The bit that has not gone well for the Chancellor is the fiscal side. In the last budget he aimed to bring public borrowing this year down by some £12bn compared with last year. After seven months of the financial year it is instead running almost £4bn higher.

As it is, to meet the Government’s objective of eliminating the structural current deficit within five years, several more years of austerity lie ahead. The arbiter of what the Chancellor is able to do is the independent Office for Budget Responsibility (OBR), Osborne’s own creation, but now his overseer-in-chief. One of its main tasks is to determine (that is guess) how much of the deficit is cyclical, that is to say, how much will melt away as the economy continues to recover,

and how much is structural. This hinges on an assessment of the

so-called output gap, i.e. the amount of spare capacity, and the sustainable growth rate, both of which are unobservable.

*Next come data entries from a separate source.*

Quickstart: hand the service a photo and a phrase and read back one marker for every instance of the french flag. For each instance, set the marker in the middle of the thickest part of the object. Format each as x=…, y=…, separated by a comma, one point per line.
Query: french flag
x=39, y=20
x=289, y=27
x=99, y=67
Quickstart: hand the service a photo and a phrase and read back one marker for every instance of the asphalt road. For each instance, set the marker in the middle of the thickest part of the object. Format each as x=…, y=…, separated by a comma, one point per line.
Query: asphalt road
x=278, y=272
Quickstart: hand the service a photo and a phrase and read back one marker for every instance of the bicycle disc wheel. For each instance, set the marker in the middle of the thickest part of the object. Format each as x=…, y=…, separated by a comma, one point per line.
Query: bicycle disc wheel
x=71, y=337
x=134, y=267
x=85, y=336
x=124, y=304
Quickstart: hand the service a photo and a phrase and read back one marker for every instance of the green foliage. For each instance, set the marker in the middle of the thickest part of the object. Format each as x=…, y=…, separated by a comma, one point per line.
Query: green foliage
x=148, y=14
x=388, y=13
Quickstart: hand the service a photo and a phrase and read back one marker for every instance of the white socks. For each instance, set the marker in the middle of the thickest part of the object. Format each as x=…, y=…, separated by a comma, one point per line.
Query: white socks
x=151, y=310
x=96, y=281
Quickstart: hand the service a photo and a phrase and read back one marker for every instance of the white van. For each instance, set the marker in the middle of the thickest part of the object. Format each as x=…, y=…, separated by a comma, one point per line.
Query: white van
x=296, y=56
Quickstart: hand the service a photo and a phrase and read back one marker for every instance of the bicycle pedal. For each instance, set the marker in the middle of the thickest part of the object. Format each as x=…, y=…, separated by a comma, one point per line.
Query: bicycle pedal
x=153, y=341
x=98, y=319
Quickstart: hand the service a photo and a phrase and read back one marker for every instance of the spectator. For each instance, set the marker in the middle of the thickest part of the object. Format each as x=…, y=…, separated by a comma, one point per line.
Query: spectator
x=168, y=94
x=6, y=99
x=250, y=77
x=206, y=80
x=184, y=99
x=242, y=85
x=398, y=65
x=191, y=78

The OBR could say that since the economy has grown faster, and GDP has been revised up, there is now less spare capacity left to be used up. That would be a major blow because it would imply that more of the deficit was structural, thereby increasing the scale of the fiscal tightening necessary to balance the budget.

Fortunately, I suspect that the OBR will instead conclude that the capacity of the economy is now greater than it feared. This increase could offset the effects of higher GDP, thereby leaving its estimate of the output gap more or less unchanged.

Mr Osborne has made much of the notion that he has been able to reduce the deficit and still the economy has been able to enjoy a decent economic recovery, thereby apparently confounding all those Keynesian critics, ranging from the IMF down to yours truly, who warned that the pace of deficit reduction would restrain the growth of demand.

But all is not quite what it seems. It was striking that the planned pace of deficit reduction and the austerity measures that facilitated it moderated sharply in 2013 and 2014, conveniently just before the election. And, as it happens, this year’s poor tax receipts mean that there has actually been an inadvertent fiscal expansion, which, by the way, has coincided with the pick-up in the economy. It would be well not to be complacent about the ability of the economy to withstand another burst of really tough fiscal tightening.

Why have the borrowing figures remained so high? It is not that government spending has risen any more than expected. It is a case of revenue from income tax falling short. This is because so much of recent job creation has been in low-paying jobs. The tax hit from this factor has been exacerbated by the increase in the tax-free personal allowance to £10,000 per annum.

Both the Conservatives and the Lib Dems are planning to increase this allowance to £12,500 by the end of the next Parliament. This sounds impressive as it will take more people “out of tax altogether”. But, quite apart from the extent of the fiscal shortfall that this will impose, it is far from clear to me that taking people “out of tax altogether” is entirely a good idea. It implies, of course, that a larger tax burden falls on others who find, surprise, surprise, that they are still “in tax … altogether”. Moreover, by reducing the number of people who pay tax it also reduces the number of people who have an incentive to vote for governments that will restrict their spending.

The awkward truth is that however attractive a particular tax gimmick might seem, unless government spending is reduced, it will merely transfer the burden somewhere else. Although in some ways, the squeeze on the public sector has been intense, you can easily argue that it has been nowhere near intense enough. The latest figures show that over the year to October, total government spending was up by 2.2pc. Spending on social benefits was up by 2.9pc.

Meanwhile, under the cosh from the European Commission, Mrs Merkel and the markets, the beleaguered countries of the eurozone have managed something quite remarkable. In Ireland, since its peak, government spending has fallen by more than 30pc. The comparable figures for Spain, Portugal and Greece are 7pc, 8pc and 16pc. (Admittedly, all these countries’ debt-to-GDP ratios have still risen sharply because their economies have contracted, but that is another story.) Now that’s what I call austerity. If a future Conservative-led government wants to make a radical reduction in taxation then it must deliver a radical cull of the public sector. Goodness me: have I finally discovered a reason for the UK to join the eurozone?